Owon SDS1102 and my Hameg HMO1522
Figure 1: The Owon SDS1102 and my Hameg HMO1522 in the background. Which of the two control panels do you prefer?


The first things that struck me about this oscilloscope were its light weight and its relatively small size. Of course, it is nice when a measuring instrument is light and takes up little space on the lab table, but this does not always benefit the user friendliness. For example, nothing is as irritating as a measuring instrument that is too lightweight to stay in place when you operate buttons to adjust settings or ranges. But once on the lab table for the first measurements, you will find that ergonomically there is nothing wrong with this Owon SDS1102: even when placed on a smooth work surface, it is easy to operate.

My remark about the oscilloscope’s small dimensions refers mainly to its depth. The front panel is not much different in size than a classic scope from the CRT era, the control panel is spacious and clear, and the buttons work comfortably. The simplicity and clarity of the control panel is a plus for me. The most essential buttons for the settings are quickly found. The LCD screen is large, bright and clear, and there is nothing to complain about in terms of viewing angle.

The User Interface

Unfortunately, the user interface is not well thought out in all respects, as some — less frequently used — settings and functions are hidden in menus or under buttons where you would not immediately expect them to be.

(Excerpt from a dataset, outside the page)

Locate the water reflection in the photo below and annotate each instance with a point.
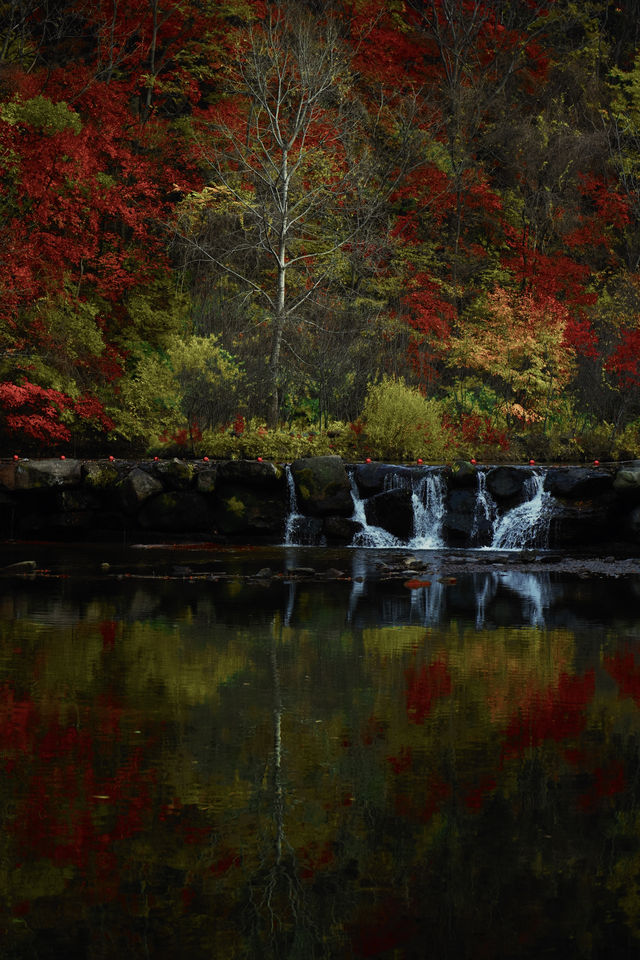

It is very irritating that menus close automatically after a relatively short time out if you do not operate any buttons, but fortunately, this can be adjusted or even completely switched off in the settings.

The button Measure opens a menu where the user can add automatic measurements of the input signals to the display. On my Hameg, the list is limited to the most obvious measurements, such as period time or RMS value of the input signal. But on the Owon, a very long list appears. A far too long list for my taste, where you will often have to consult the manual to understand exactly what is being measured.

SDS1102 USB Connectors

On the front panel is also the usual USB-A connector to plug in a memory stick. Screen dumps and measured values can easily be saved for further processing on a computer. This connection is also used in case of a possible firmware update, but I could not find any downloads with (newer) firmware for the SDS1102 on Owon’s website.

A second USB port (type B) is located on the back of the oscilloscope. With a USB cable, this connection can be linked to a PC. The supplied CD contains software to send measurements from the oscilloscope to the computer (Figure 2).

Oscilloscope screen displayed on a PC
Figure 2: The osciloscope screen displayed on my PC.

Moreover, the SDS1102 can be controlled remotely with this software (Figure 3). I don’t have a direct application for this, but it might come in handy.

SDS1102 remote control via USB
Figure 3: Remote control of the SDS1102 via USB.

Current Measurement

In the channel settings I noticed — besides the possibility to choose a 1:100 or even a 1:1000 probe — a setting for current measurement, which I have not seen before on a scope. Simply put, a channel measures the voltage across a resistor whose value you enter in the settings of the oscilloscope. The voltage the probe measures is automatically converted to the current flowing through the resistor. Sounds handy, but in practice, you will need to have a differential probe, unless this resistor is connected to GND at one end. Maybe you can even use the scope’s internal functions to convert the voltage difference between the two channels into a current, but after a first failed attempt, I didn’t look any further. In my opinion, the manual that comes with the SDS1102 should be more helpful on this feature.


Speaking of the manual, this Owon scope comes with a printed Quick Guide that — as the name suggests — gets the user started with connecting, calibrating, and performing the most basic measurements. The accompanying CD contains the much more comprehensive User Manual, which covers the SDS1102 in more detail. It also contains clear examples that show how to measure with this oscilloscope. It is not high-quality teaching material, but it certainly contains useful instructions and tips for the novice oscilloscope user. And, as I already mentioned, even seasoned technicians will need to refer to this manual from time to time to fully understand all functions and operation.

SDS1102 Simplicity

In most reviews on the Internet, the SDS1102 is seen as a cheap oscilloscope for beginners, and admittedly, in terms of specifications and features, it is certainly not a top-of-the-line instrument, which you should not expect from a device in this price range. There are certainly some criticisms, but I really like the simplicity and clarity of the operation. Finally, an oscilloscope where you can quickly find simple settings like time base and trigger settings at a glance. That's a good reason to buy this oscilloscope!